解决方法:在admin-node上修改/etc/apt/sources.list.d/ceph.list内容如下:
deb http://download.ceph.com/debian-{ceph-stable-release}/ bionic main =>deb http://download.ceph.com/debian-luminous/ bionic main
[node1][INFO ] installing Ceph on node1
[node1][INFO ] Running command: sudo yum clean all
[node1][DEBUG ] Loaded plugins: fastestmirror, langpacks
[node1][DEBUG ] Cleaning repos: base extras updates
[node1][DEBUG ] Cleaning up list of fastest mirrors
[node1][INFO ] Running command: sudo yum -y install ceph ceph-radosgw
[node1][DEBUG ] Loaded plugins: fastestmirror, langpacks
[node1][DEBUG ] Determining fastest mirrors
[node1][DEBUG ] * base: ftp.sjtu.edu.cn
[node1][DEBUG ] * extras: ftp.sjtu.edu.cn
[node1][DEBUG ] * updates: ftp.sjtu.edu.cn
[node1][DEBUG ] No package ceph available.
[node1][DEBUG ] No package ceph-radosgw available.

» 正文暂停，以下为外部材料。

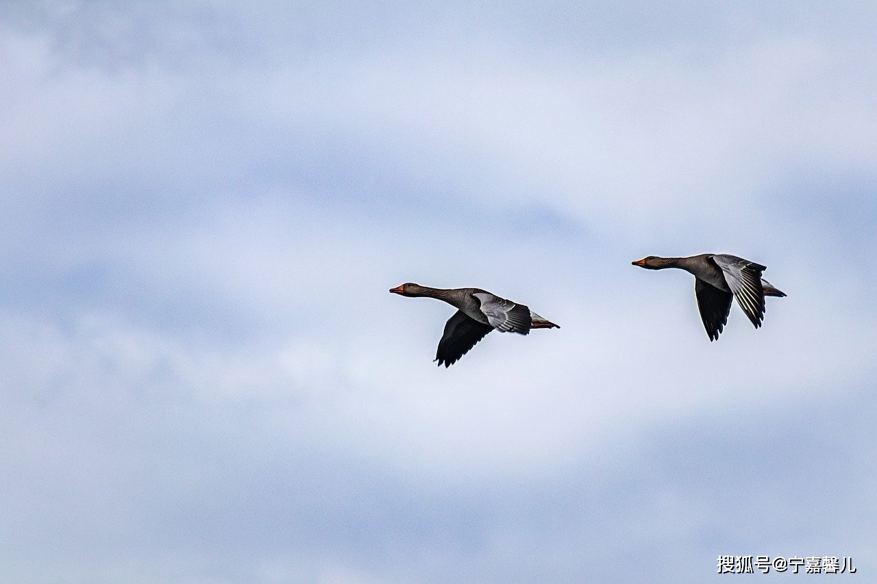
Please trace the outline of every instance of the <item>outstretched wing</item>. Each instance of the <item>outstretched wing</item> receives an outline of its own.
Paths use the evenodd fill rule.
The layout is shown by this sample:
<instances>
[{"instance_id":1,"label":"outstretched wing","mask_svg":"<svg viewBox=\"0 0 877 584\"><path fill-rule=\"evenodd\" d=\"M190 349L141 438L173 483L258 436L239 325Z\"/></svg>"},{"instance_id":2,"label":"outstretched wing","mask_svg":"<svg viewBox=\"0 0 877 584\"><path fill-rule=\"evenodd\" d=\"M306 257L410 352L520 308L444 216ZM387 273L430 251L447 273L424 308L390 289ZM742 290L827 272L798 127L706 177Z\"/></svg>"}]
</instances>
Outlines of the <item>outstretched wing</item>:
<instances>
[{"instance_id":1,"label":"outstretched wing","mask_svg":"<svg viewBox=\"0 0 877 584\"><path fill-rule=\"evenodd\" d=\"M524 304L516 304L510 300L500 298L489 292L472 294L481 303L481 310L488 322L500 332L530 332L530 309Z\"/></svg>"},{"instance_id":2,"label":"outstretched wing","mask_svg":"<svg viewBox=\"0 0 877 584\"><path fill-rule=\"evenodd\" d=\"M697 309L701 311L701 320L709 335L709 340L718 340L722 328L728 322L734 295L720 290L700 278L695 278L695 296L697 296Z\"/></svg>"},{"instance_id":3,"label":"outstretched wing","mask_svg":"<svg viewBox=\"0 0 877 584\"><path fill-rule=\"evenodd\" d=\"M445 332L438 341L436 360L439 367L444 365L449 367L453 365L491 331L493 327L489 324L479 323L467 317L462 310L457 310L447 319Z\"/></svg>"},{"instance_id":4,"label":"outstretched wing","mask_svg":"<svg viewBox=\"0 0 877 584\"><path fill-rule=\"evenodd\" d=\"M712 256L716 265L722 268L724 280L737 297L737 303L749 317L755 328L761 326L765 315L765 292L761 287L761 272L766 267L736 255Z\"/></svg>"}]
</instances>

[node1][WARNIN] Error: Nothing to do
[node1][ERROR ] RuntimeError: command returned non-zero exit status: 1
[ceph_deploy][ERROR ] RuntimeError: Failed to execute command: yum -y install ceph ceph-radosgw
解决方法:node1上安装libunwind,命令:sudo yum install libunwind
[node1][DEBUG ] Could not retrieve mirrorlist http://mirrorlist.centos.org/?release=7&arch=x86_64&repo=extras&infra=stock error was
[node1][WARNIN]
[node1][DEBUG ] 12: Timeout on http://mirrorlist.centos.org/?release=7&arch=x86_64&repo=extras&infra=stock: (28, 'Operation too slow. Less than 1000 bytes/sec transferred the last 30 seconds')
[node1][WARNIN]
[node1][WARNIN] One of the configured repositories failed (Unknown),
[node1][WARNIN] and yum doesn't have enough cached data to continue. At this point the only
[node1][WARNIN] safe thing yum can do is fail. There are a few ways to work "fix" this:
...
[node1][WARNIN] Cannot find a valid baseurl for repo: extras/7/x86_64
[node1][ERROR ] RuntimeError: command returned non-zero exit status: 1
[ceph_deploy][ERROR ] RuntimeError: Failed to execute command: yum -y install ceph ceph-radosgw
解决方法:修改虚拟机的/etc/resolv.conf文件,nameserver为物理机的gateway(查询命令:ip route show)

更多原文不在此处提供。